This story is part of our live coverage of the inaugural Arrell Food Summit (May 22 to 24). The summit gathers some of the world’s eminent thinkers to discuss the future of food and agriculture.
Canada wastes about $31 billion worth of food a year. Half of that is in the home. Recently, after decades of shoulder-shrugging, solving this problem has become a topic of public discussion.
But while the panelists who took part in “Thinking Outside the Bin: Challenging Food Waste Orthodoxies,” believe it’s great that more people are talking about a broad socioeconomic problem, they categorize the dialogue as simplistic, and the need for simple solutions as the wrong direction.
“We are building policy without a fundamental understanding of what we’re wasting, or how we’re using our resources,” argued Mike von Massow, associate professor, Department of Food, Agricultural and Resource Economics, University of Guelph.
“The more you think about what you’re throwing out, the less you’ll throw out.
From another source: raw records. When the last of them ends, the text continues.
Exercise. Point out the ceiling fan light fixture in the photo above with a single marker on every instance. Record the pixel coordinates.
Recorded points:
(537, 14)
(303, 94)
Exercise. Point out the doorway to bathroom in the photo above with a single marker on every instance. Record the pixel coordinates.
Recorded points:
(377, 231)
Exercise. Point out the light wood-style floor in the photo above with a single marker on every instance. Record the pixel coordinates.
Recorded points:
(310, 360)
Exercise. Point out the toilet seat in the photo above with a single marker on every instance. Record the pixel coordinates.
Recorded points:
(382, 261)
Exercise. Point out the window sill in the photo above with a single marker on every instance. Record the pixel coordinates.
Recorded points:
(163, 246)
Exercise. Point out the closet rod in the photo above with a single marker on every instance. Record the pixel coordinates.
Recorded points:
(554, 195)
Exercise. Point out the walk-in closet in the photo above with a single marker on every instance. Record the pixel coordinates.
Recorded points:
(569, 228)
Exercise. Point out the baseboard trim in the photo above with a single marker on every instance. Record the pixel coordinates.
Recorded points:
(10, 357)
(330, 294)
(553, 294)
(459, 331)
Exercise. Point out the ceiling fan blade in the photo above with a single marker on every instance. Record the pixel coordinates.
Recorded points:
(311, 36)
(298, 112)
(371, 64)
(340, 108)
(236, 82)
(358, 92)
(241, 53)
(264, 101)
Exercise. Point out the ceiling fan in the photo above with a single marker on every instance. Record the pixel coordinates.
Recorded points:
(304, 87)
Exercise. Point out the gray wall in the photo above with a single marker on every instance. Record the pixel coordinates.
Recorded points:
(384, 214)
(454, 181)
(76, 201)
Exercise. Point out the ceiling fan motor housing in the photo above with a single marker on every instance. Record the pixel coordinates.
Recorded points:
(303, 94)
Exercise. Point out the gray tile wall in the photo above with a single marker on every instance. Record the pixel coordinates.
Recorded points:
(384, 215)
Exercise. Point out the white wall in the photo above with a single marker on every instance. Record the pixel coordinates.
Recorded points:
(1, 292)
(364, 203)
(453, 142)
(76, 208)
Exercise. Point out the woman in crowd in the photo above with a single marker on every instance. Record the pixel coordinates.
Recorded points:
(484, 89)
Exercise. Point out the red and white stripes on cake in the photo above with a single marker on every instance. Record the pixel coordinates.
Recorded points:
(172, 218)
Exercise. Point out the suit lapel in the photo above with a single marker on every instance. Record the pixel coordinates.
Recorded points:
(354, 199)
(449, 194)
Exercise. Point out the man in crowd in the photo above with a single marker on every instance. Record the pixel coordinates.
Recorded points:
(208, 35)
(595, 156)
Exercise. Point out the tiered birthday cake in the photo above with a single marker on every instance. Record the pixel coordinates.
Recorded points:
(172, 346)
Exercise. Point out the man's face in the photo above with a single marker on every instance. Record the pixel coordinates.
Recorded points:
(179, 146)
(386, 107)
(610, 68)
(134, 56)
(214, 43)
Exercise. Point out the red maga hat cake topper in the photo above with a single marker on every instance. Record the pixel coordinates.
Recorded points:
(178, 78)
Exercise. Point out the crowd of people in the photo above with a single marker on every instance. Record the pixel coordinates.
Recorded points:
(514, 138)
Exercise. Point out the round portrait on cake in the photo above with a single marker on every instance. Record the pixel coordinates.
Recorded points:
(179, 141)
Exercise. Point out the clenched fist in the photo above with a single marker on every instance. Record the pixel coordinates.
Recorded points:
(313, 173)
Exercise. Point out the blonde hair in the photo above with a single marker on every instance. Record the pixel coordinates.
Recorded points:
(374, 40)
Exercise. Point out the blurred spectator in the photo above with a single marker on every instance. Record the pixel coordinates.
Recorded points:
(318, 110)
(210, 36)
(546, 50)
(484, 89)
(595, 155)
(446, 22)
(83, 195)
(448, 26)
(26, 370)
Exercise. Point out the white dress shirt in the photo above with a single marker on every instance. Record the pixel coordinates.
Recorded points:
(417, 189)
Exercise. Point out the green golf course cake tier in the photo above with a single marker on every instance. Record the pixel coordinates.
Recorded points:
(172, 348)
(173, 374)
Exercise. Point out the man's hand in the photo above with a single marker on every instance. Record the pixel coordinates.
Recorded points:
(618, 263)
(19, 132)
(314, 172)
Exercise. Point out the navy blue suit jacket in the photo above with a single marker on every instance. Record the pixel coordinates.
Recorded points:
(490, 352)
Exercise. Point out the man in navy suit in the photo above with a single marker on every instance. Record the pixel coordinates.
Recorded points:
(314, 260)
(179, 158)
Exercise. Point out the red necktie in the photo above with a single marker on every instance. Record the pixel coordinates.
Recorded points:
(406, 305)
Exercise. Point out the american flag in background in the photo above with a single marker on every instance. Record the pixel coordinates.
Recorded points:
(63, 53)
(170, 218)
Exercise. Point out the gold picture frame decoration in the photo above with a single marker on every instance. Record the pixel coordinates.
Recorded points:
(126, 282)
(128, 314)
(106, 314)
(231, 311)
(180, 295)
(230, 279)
The majority of Canadians don’t know where food comes from. Food literacy isn’t just knowing what to do with that wrinkled apple on the counter. It’s knowing about the labour and resources that went into making it.”
There is too much focus on food waste diversion, the panelists agreed, and not enough on prevention.
“There’s no money in prevention,” said professor Goretty Dias, Faculty of Environment, University of Waterloo. “But there’s money in diversion. It’s always about the technology that’s going to divert food. That’s what’s sexy.”
Lori Nikkel, director of programs for Second Harvest, a charity that charity redistributes 9 million pounds of food every year in the Greater Toronto Area, receives bananas all the time because a major retailer will not accept them if they are off by one degree in temperature.
Consumers and industry are complicit in our wastefulness, like “best-before” dates, which don’t have anything to do with food safety (outside of baby formula).
“It would be great if we could change the language about fast food and fast fashion, so everyone could understand that we are in a circular economy,” said Nikkel. “But in the meanwhile, if we could just change the best before dates.”